The Dubai luxury property market is the best bet for long-term investment according to a new report produced by Core Savills.
Contrary to popular belief that the Dubai property market is built on top end developments, only a small fraction of residential transactions in 2017 were in the Dubai luxury prime sector, with property prices in the prime and ultra-prime market among the lowest of any comparable hub around the world.
David Godchaux, Core Savills CEO, said: ‘Despite the popular global assumption that the majority of Dubai’s real estate stock and transaction volumes are concentrated in the prime and luxury end of the market, this sector represents just a small portion. In fact, only 3 per cent of residential transactions in 2017 were concluded within this segment.’
Prime Dubai luxury properties were found to be approximately 40 per cent less expensive than in Singapore, and 50 per cent less than in Moscow or Paris.
Furthermore, buying and selling fees of just 8 per cent in Dubai are comparable to Shanghai and Mumbai, far less than the 32 per cent cost in Hong Kong and 20 per cent in Tokyo.
Godchaux continued: ‘The long-term investment potential in Dubai’s prime segment is reinforced by a nominal tax regime is reinforced by a nominal tax regime and notably low real estate investment costs.

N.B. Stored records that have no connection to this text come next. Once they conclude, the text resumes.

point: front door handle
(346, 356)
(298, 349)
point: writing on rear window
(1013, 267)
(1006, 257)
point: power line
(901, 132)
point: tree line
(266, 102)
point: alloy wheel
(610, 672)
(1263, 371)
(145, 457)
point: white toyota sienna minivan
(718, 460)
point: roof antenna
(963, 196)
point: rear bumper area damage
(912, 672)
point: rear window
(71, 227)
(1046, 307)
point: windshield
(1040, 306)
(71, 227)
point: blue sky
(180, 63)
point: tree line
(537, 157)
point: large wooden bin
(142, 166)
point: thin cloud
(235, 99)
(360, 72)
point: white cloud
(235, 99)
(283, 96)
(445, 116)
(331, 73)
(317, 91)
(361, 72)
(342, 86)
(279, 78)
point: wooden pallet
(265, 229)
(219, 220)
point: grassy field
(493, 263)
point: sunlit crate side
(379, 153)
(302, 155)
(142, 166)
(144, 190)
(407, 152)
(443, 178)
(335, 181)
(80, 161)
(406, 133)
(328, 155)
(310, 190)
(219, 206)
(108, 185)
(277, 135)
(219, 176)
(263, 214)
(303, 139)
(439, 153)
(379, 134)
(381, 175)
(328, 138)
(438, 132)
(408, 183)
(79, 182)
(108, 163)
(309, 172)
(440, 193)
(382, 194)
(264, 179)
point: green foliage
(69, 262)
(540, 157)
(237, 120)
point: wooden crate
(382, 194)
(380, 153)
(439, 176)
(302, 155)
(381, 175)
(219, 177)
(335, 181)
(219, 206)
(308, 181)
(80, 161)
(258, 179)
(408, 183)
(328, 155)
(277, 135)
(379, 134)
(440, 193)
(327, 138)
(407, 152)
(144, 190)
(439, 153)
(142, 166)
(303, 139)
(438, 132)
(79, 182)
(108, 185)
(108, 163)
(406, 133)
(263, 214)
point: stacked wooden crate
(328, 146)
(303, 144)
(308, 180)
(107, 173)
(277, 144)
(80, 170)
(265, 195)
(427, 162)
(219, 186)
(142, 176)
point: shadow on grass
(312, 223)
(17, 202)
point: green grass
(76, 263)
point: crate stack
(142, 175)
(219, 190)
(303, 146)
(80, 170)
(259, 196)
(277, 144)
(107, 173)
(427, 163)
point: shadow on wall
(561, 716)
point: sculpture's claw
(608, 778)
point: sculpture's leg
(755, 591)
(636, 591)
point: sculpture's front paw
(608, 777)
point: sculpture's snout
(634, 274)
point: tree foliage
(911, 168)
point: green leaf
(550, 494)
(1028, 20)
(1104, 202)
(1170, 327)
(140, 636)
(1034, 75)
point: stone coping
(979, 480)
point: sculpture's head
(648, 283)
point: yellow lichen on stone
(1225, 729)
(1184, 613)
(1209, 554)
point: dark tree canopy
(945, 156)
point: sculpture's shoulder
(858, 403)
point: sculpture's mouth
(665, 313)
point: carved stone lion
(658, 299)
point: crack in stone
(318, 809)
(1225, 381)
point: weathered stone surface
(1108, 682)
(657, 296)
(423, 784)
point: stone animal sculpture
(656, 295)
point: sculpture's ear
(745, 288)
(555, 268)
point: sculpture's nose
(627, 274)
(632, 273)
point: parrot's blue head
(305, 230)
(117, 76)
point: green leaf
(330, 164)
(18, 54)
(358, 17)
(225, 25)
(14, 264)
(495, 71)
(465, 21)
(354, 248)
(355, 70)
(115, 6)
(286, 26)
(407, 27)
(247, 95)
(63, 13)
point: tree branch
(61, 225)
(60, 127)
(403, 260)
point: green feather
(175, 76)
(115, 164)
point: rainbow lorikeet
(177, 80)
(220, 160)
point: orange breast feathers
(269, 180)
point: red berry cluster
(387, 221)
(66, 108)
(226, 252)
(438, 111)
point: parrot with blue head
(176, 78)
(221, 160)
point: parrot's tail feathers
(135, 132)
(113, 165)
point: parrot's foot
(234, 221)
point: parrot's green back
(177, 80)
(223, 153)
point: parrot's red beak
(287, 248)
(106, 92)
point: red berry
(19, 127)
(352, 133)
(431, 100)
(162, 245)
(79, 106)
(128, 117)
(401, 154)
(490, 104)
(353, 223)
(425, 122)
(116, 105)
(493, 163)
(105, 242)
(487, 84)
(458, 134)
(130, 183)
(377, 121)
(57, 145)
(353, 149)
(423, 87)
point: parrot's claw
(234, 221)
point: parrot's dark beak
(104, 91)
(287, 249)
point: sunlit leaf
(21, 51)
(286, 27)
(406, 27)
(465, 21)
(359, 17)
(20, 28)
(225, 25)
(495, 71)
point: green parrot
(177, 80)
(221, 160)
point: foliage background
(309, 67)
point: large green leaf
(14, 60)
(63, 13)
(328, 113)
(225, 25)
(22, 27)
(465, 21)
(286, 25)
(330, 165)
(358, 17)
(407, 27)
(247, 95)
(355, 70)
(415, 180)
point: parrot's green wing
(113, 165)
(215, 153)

These costs, associated with buying, holding and selling property, can detract significantly from an investment and essentially erode the attractiveness of an asset.’
One new development very much in the Dubai luxury sector is The Grand at Dubai Creek Harbour.
The new 62-storey tower project from Dubai developer Emaar will be the ‘most premium’ tower yet and house one, two and three-bedroom apartments, four-bedroom penthouses, as well as spacious podium-level townhouses with private gardens.
Residents will be able to enjoy exclusive access to a lounge on the roof and a world-class marina able to house yachts of various sizes.
The off-plan sales launch begins tomorrow, so overseas property investors need to search down the back of their sofa to scrape together those extra pennies for a deposit.